DAVID JIMÉNEZ – EL MUNDO – 01/05/16
· Algo hemos tenido que hacer mal, en esta vida o la anterior, para merecer otros dos meses de mítines tediosos, debates sin debate, insultos sin gracia y política vacía, todo presentado como una mala secuela en la que los personajes empiezan a hacerse insufriblemente repetitivos. Casi todo son certezas en este déjà vu electoral, incluida la garantía de que la nueva cita no convertirá a políticos incapaces de formar gobierno en estadistas dispuestos a sacrificar sus ambiciones personales por el país.
Toca aguantar pues con resignación más postureo, otra tanda de frases hechas y un nuevo baile de nombres para componer las listas electorales, que siempre viene bien para pagar favores pasados y premiar el seguidismo al líder. Pueden apostar la casa a una campaña con más reproches que propuestas. Pocas ideas. Y otro buen puñado de promesas electorales, lanzadas sin ninguna intención de que realmente se cumplan.
No, no vamos a salir del trabajo a las seis como nos prometen unos. Tampoco a darle un corte de mangas a Merkel como proponen los otros. Ni por supuesto avanzaremos en ese gran pacto por la educación que todos dicen buscar y que siempre puede esperar. Si no se logró durante tres décadas de bipartidismo, cuando sólo tenían que ponerse de acuerdo dos, ya me dirán ahora que se han sumado a la mesa los hijos de ese sistema educativo fallido, llegados a la política tras entrenar su capacidad de consenso en la tertulia televisiva.
Esta legislatura breve e inútil ha servido para confirmar lo que ya sospechábamos: que el proyecto de los de siempre está agotado y que el de los nuevos no es otra cosa que una versión de lo anterior, más el espectáculo. Pero si la política no ha cambiado, en parte es porque tampoco lo ha hecho un electorado que maldice a su clase política como si se la hubieran escogido en Finlandia. El 20-D iba a transformar el país, pero lo que ha hecho es reafirmarlo en sus defectos: tenemos más partidos y las mismas dos Españas de siempre, sólo que más fragmentadas.
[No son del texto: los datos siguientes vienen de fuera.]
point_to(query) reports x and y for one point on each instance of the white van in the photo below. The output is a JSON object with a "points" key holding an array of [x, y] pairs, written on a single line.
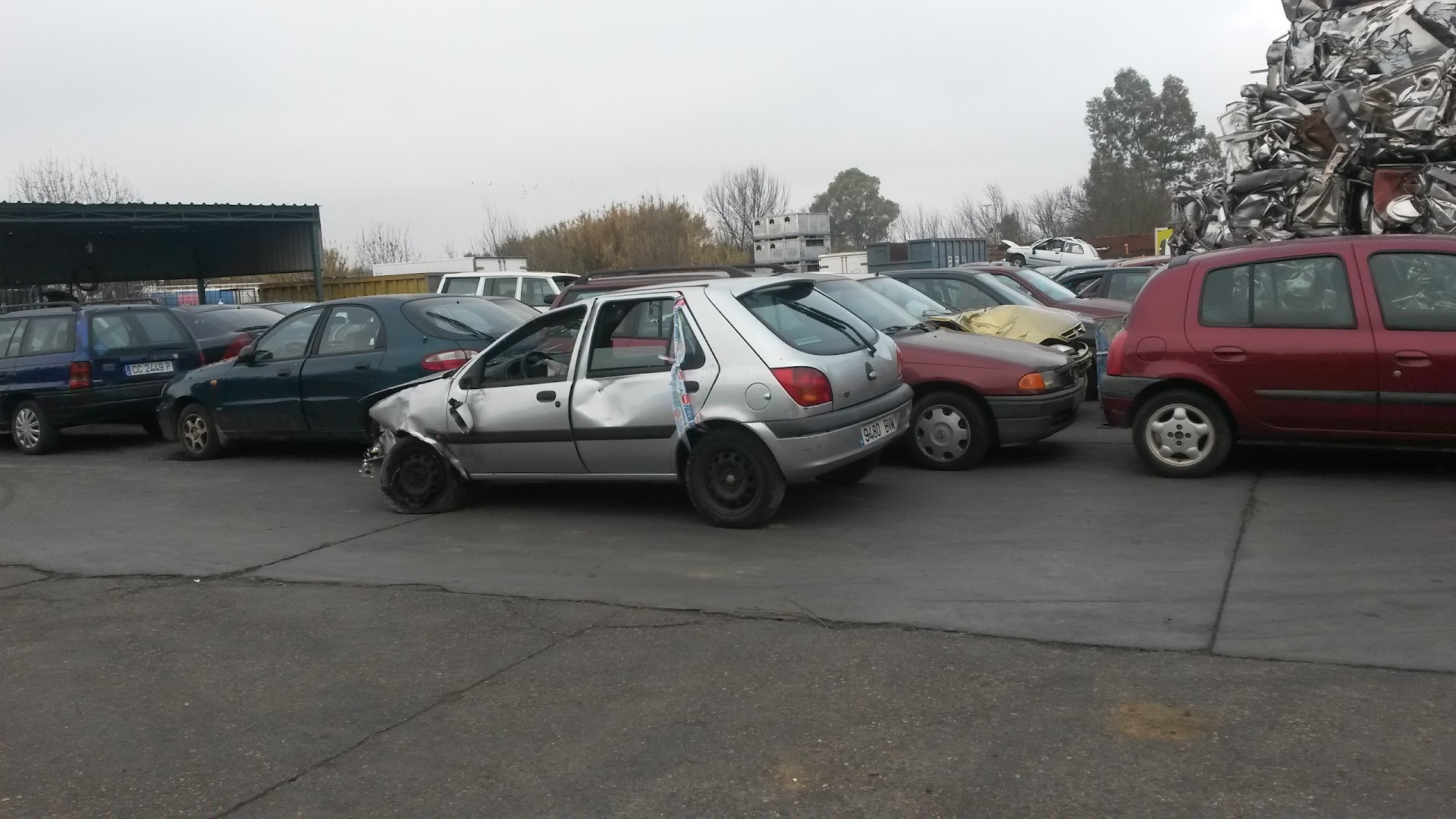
{"points": [[536, 289]]}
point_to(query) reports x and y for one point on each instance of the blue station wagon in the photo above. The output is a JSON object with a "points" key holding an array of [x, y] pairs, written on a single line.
{"points": [[64, 365]]}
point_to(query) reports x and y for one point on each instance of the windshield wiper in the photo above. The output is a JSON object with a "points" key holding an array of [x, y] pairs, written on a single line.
{"points": [[902, 328], [456, 324]]}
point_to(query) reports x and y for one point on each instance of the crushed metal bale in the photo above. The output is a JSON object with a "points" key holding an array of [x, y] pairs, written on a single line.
{"points": [[1351, 131]]}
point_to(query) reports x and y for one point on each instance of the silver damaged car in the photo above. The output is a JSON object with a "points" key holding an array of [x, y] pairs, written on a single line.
{"points": [[734, 387]]}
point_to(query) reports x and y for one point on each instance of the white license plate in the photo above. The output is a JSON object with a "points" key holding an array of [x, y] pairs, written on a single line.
{"points": [[877, 430], [149, 369]]}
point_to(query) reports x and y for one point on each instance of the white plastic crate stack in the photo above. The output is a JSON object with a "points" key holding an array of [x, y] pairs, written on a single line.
{"points": [[792, 240]]}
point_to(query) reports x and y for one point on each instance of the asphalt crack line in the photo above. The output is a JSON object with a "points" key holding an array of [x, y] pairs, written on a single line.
{"points": [[237, 572], [441, 700], [1250, 507]]}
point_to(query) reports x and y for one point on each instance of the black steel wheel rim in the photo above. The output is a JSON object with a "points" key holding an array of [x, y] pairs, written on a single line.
{"points": [[419, 477], [731, 480]]}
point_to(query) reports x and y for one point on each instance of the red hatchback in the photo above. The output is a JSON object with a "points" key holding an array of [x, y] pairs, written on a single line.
{"points": [[1335, 340]]}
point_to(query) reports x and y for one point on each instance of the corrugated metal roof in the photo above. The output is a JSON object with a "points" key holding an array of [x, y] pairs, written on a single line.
{"points": [[58, 242]]}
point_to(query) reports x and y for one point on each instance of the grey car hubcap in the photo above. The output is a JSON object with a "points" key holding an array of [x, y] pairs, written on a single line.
{"points": [[1180, 435], [194, 433], [943, 433], [27, 428]]}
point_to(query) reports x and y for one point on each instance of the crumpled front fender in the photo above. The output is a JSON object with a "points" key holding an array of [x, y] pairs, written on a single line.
{"points": [[419, 413]]}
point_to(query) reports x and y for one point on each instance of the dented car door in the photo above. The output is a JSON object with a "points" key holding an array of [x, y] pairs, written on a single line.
{"points": [[620, 409], [509, 411]]}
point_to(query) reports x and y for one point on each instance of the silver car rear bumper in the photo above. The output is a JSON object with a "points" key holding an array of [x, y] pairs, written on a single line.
{"points": [[833, 439]]}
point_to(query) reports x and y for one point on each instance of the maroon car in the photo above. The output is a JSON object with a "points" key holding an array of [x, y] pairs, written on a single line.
{"points": [[1053, 295], [1318, 340]]}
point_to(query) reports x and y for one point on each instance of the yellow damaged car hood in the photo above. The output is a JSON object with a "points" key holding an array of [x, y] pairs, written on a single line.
{"points": [[1015, 321]]}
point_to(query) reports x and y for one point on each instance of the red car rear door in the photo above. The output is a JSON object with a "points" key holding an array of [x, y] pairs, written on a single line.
{"points": [[1416, 338], [1291, 338]]}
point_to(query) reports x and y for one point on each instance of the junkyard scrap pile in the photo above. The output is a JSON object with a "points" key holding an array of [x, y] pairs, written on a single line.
{"points": [[1354, 130]]}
Nuestros políticos nunca acordarán nada relevante mientras sigamos siendo el país donde, como escribió Carlos Alsina en nuestro dominical hace ya algún tiempo, las desaladoras sean de izquierdas y los trasvases de derechas, los molinos de viento de izquierdas y las centrales nucleares de derechas, el teatro experimental de izquierdas y los toros de derechas, los planes de pensiones de derechas y de izquierdas «montarle un pollo al director de tu banco como se le ocurra proponértelo». ¿Cómo van a acordar estos partidos un verdadero plan de educación, si para unos la religión es la asignatura del régimen y para los otros educar en la tolerancia un intento de adoctrinamiento marxista?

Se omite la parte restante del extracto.